Soon after newly elected Canadian Prime Minister Justin Trudeau made history by appointing a gender-balanced cabinet, he was asked a question. A reporter in the cluster of press at Rideau Hall asked why exactly having a gender-balanced cabinet is so important.
Prime Minister Trudeau smiled and said simply: “Because it’s 2015.”
It certainly is, and gender balance is on the rise in governments across the globe for several reasons. First, women’s role in decision-making is a key condition for women’s empowerment, with some arguing that it is a basic human right of women to participate directly in decision-making processes that affect their lives. Second, gender parity is a critical condition for democracy, with cross-national surveys finding that both men and women consider political institutions more fair, legitimate and democratic when more women are elected. Kim Campbell, Canada’s first and only female Prime Minister, argues that women, who make up half the global population, have a unique set of issues and experiences that must be sufficiently represented in national decision-making to reflect a true democracy. Without adequate representation in government, the realization of women’s rights is severely limited by a deficit of accountability towards women. Third, as the UN and the World Bank emphasize, women’s participation has a positive impact on development, peace, and stability. Further, exposure to women in politics has a long-term positive impact on public perception of women as leaders.
The increased presence of women in government has a significant impact on policy agendas. Countries with the most female lawmakers have made major strides on issues such as education, labour-force participation and paid leave. Women are more likely to raise issues of equality, education, women’s relatively poor economic position, childcare, violence against women and integration of gender into the issues of employment and pay. A study on female ministers in Nordic parliaments showed that increased representation of women changes overall party positions in areas like family policy, gender equality, social policy, and results in women’s interests becoming more centrally situated on the political agenda.
In Africa, women parliamentarians have had a ‘visible impact’ on institutional issues like hours and calendars, introduced gender into debates and legislation, and created new bodies to drive feminist change. In South Africa specifically, female legislators successfully introduced significant changes to the law in areas of abortion and employment equality, and female representatives were credited with passing the 1998 Domestic Violence Bill. Finally, Rwanda, with a parliament made up of nearly 64% female, has passed laws allowing women to own land and open bank accounts, maintains a lower maternal mortality rate than other Sub-Saharan African countries, and employs 87% of women in the labour force, compared to 57% of women in the US.

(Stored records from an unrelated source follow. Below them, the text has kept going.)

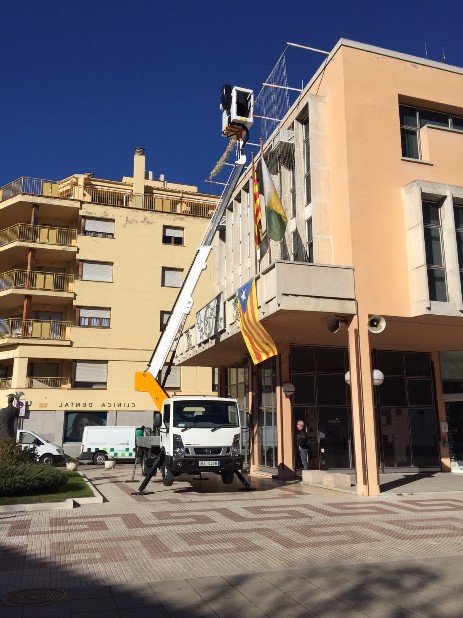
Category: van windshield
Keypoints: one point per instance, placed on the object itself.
(188, 414)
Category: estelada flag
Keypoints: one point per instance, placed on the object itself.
(259, 343)
(258, 233)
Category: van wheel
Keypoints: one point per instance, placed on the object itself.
(99, 458)
(227, 477)
(167, 476)
(47, 459)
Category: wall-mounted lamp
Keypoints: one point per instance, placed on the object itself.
(288, 389)
(377, 377)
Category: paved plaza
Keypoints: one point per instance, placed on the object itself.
(200, 548)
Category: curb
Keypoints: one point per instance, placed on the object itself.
(69, 503)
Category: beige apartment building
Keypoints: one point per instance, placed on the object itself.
(90, 270)
(369, 165)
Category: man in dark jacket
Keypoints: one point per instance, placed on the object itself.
(302, 444)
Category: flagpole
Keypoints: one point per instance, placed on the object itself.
(268, 239)
(254, 217)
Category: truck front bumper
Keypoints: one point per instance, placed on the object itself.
(194, 465)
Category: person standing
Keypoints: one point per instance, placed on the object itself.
(302, 444)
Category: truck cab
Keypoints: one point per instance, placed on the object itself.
(47, 452)
(199, 434)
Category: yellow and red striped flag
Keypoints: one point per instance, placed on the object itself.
(258, 233)
(259, 343)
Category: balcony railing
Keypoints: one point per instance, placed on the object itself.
(24, 232)
(34, 329)
(36, 280)
(108, 196)
(48, 382)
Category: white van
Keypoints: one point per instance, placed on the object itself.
(99, 443)
(48, 453)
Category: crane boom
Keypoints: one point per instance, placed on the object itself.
(184, 302)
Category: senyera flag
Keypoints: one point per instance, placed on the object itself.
(259, 343)
(258, 233)
(275, 214)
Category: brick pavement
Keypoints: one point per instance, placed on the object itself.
(200, 549)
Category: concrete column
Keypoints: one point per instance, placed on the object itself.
(18, 378)
(444, 451)
(363, 409)
(284, 419)
(139, 171)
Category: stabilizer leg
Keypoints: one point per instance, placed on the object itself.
(247, 486)
(157, 463)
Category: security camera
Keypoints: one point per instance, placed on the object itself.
(333, 323)
(376, 324)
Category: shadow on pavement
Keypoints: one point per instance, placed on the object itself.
(389, 590)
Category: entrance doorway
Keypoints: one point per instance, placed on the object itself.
(454, 414)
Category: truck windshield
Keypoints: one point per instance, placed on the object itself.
(188, 414)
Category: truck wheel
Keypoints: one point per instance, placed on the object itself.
(227, 477)
(47, 459)
(99, 458)
(145, 468)
(167, 476)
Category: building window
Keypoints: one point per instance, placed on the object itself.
(174, 379)
(91, 374)
(172, 277)
(103, 228)
(96, 271)
(306, 150)
(172, 235)
(412, 119)
(437, 285)
(309, 240)
(93, 317)
(458, 215)
(165, 315)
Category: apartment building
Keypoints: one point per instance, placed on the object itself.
(369, 166)
(90, 270)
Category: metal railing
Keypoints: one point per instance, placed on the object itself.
(108, 196)
(36, 280)
(48, 382)
(34, 329)
(25, 232)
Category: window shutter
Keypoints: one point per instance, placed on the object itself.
(172, 278)
(96, 372)
(174, 231)
(88, 312)
(97, 271)
(174, 379)
(104, 226)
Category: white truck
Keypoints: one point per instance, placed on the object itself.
(99, 443)
(196, 434)
(47, 452)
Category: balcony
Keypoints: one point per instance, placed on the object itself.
(36, 280)
(24, 232)
(12, 329)
(108, 196)
(48, 382)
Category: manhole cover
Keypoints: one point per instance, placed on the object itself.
(34, 597)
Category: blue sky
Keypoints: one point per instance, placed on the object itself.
(84, 82)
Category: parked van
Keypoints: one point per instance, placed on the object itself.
(99, 443)
(48, 453)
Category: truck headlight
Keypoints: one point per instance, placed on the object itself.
(179, 448)
(236, 447)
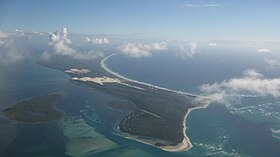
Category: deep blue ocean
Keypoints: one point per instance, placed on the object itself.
(248, 128)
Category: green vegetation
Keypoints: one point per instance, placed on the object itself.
(35, 110)
(156, 113)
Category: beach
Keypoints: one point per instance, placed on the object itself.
(185, 144)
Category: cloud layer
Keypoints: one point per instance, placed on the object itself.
(201, 5)
(251, 82)
(138, 50)
(98, 40)
(187, 51)
(62, 46)
(264, 50)
(272, 64)
(10, 49)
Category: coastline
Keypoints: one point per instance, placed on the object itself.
(104, 66)
(182, 146)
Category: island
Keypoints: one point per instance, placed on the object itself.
(158, 117)
(36, 110)
(77, 71)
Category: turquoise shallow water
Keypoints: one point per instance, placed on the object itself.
(248, 127)
(243, 129)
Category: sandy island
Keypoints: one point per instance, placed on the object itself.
(102, 80)
(182, 146)
(77, 71)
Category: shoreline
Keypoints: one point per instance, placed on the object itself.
(182, 146)
(104, 66)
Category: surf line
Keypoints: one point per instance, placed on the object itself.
(104, 66)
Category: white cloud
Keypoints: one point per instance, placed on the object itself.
(272, 64)
(138, 50)
(10, 50)
(251, 82)
(3, 37)
(201, 5)
(213, 44)
(98, 40)
(62, 46)
(186, 51)
(265, 50)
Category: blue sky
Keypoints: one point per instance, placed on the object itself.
(166, 19)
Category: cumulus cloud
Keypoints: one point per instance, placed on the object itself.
(138, 50)
(264, 50)
(251, 82)
(201, 5)
(62, 45)
(186, 51)
(213, 44)
(10, 50)
(3, 37)
(272, 64)
(98, 40)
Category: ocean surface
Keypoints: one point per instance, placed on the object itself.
(249, 127)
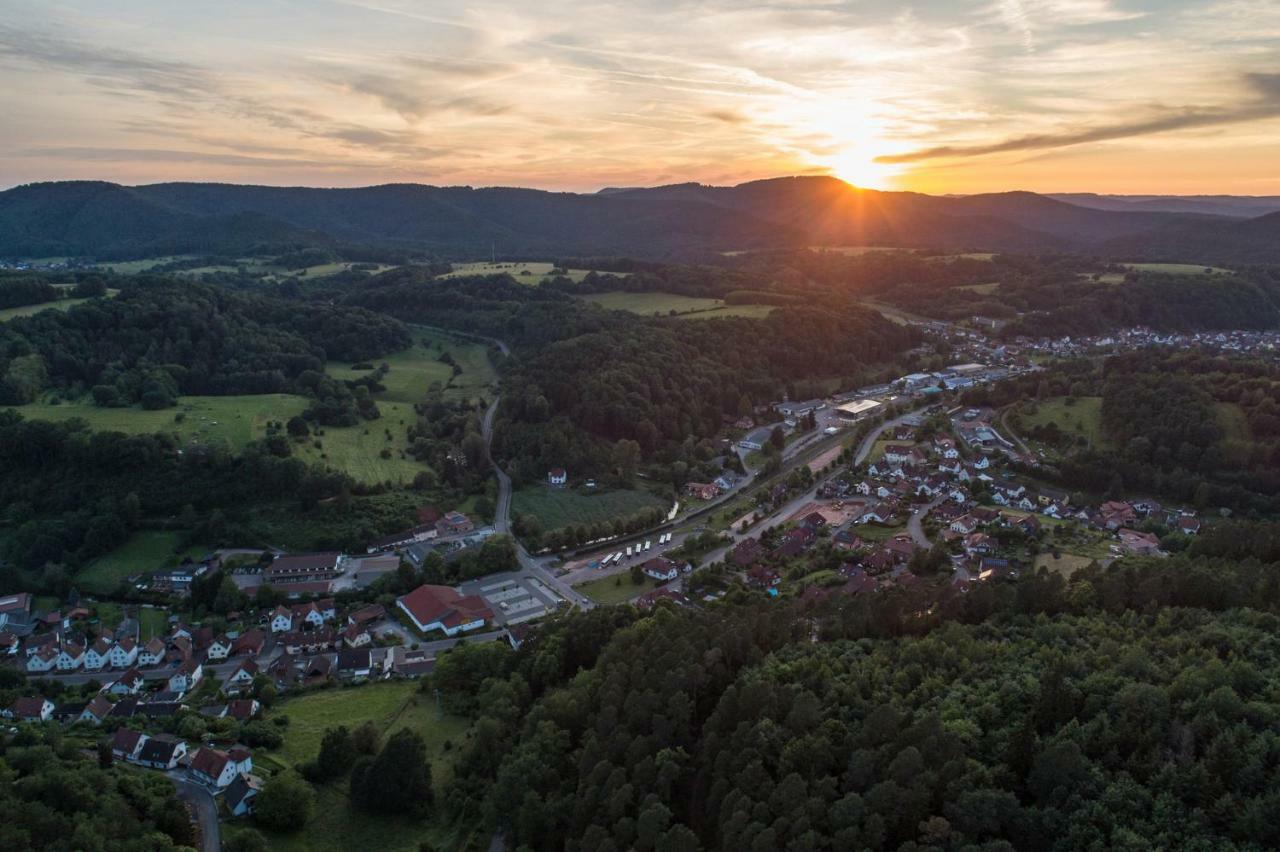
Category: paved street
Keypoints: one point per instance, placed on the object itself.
(205, 806)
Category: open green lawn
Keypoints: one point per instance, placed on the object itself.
(524, 271)
(145, 552)
(557, 508)
(1082, 417)
(1233, 422)
(616, 589)
(419, 366)
(391, 706)
(1065, 563)
(204, 420)
(1179, 269)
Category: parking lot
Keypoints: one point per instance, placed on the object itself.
(513, 598)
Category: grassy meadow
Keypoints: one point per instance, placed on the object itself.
(686, 307)
(336, 824)
(557, 508)
(615, 589)
(145, 552)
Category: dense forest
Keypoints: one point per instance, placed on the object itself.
(1129, 708)
(586, 379)
(160, 338)
(54, 797)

Gender equality in politics has increased in part due to broader social, economic, and political transformations, but has also received significant support from mandatory gender quotas. Prior to 1995, only a handful of countries had quotas for women, but today quotas exist in one form or another in more than 120 countries. For example, in June 2000, France passed a law requiring full gender parity for most elections. In 2003, Rwanda established a quota that mandated 30% of all government roles be explicitly reserved for women. Legal gender quotas are mandated by the constitution in countries like Nepal, the Philippines, and Uganda, and by electoral law in Belgium, Bosnia, Slovenia, and large parts of Latin America.
Prime Minister Trudeau’s new cabinet is a substantial step towards gender parity in the Canadian government, but on the whole, the country has a long way to go. Nationwide, only 88 female MPs were actually elected by Canadian voters, which marks female representation in the House of Commons at 26%. Further, since 1909, Canada has only had two Ministers of Foreign Affairs, and one female Minister of Defence. This falls in line with a global tendency for women to be placed in charge of ‘softer’ socioeconomic ministerial portfolios rather than the ‘harder’ and more prestigious positions of economic planning, national security, and foreign affairs.

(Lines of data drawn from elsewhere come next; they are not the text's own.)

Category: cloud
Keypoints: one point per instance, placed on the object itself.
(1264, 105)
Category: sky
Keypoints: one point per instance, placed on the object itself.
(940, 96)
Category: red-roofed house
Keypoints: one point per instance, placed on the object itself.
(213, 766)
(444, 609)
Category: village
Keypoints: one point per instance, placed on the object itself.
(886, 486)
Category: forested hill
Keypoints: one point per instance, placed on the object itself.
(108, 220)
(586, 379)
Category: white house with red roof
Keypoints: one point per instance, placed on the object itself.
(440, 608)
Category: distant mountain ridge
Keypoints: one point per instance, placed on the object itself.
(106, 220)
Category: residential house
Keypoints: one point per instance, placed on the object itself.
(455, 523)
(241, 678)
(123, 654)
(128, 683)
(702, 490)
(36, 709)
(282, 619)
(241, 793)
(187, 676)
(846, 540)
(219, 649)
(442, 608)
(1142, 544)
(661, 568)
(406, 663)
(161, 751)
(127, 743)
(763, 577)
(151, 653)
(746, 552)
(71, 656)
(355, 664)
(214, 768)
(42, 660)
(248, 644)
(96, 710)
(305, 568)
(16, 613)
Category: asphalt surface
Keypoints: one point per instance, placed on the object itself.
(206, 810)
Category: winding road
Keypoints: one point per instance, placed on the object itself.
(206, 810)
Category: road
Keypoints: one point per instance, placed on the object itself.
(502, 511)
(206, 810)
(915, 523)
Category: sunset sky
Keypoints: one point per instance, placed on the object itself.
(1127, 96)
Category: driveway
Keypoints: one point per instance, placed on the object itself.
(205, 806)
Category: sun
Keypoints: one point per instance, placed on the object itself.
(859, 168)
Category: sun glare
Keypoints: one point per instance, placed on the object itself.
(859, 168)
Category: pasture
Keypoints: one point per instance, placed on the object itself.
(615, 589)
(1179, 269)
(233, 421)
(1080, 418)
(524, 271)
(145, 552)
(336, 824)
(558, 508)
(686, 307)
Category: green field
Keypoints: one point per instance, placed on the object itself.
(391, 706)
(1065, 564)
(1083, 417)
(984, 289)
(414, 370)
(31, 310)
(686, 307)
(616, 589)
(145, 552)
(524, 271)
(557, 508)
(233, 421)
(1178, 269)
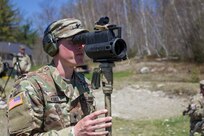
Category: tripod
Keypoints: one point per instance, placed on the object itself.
(18, 73)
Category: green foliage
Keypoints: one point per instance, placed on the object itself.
(119, 75)
(8, 21)
(26, 35)
(10, 28)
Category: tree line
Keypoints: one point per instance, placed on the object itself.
(159, 28)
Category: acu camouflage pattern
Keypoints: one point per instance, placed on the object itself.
(51, 105)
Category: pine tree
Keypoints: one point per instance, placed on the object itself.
(9, 20)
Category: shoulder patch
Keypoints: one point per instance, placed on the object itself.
(15, 101)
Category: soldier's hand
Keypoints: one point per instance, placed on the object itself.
(89, 125)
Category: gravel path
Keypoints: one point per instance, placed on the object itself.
(132, 103)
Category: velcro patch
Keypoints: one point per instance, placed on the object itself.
(17, 100)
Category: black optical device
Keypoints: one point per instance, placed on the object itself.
(105, 43)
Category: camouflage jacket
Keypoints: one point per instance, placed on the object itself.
(43, 103)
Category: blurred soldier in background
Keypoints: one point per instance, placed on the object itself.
(195, 111)
(21, 61)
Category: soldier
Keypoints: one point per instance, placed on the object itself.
(195, 110)
(56, 100)
(23, 61)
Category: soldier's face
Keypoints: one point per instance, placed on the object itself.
(69, 53)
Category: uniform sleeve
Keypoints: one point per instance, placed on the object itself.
(25, 113)
(29, 64)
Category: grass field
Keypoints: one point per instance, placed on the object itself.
(184, 83)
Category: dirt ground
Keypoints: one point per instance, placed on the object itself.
(134, 103)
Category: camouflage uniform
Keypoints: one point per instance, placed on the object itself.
(43, 103)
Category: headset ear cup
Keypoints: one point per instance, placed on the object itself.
(50, 45)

The global standard remains low: worldwide, parliaments are only 22% female, and there are 37 countries where women make up less than 10% of government. The current annual growth rate of women in national parliaments is about 0.5%. This means at this rate global gender parity will not be achieved until 2068. However, countries that establish gender balanced governments, through gender quotas or other mechanisms, will continue to demonstrate the positive social, cultural, and economic impact of increased numbers of women in politics. Like other governments across the globe, Trudeau’s new gender-balanced cabinet will contribute to the shifting social and cultural ideas of women, strengthen the idea of women as leaders, lead to greater accountability towards women, and to stronger action on policy issues that disproportionately affect women across the country.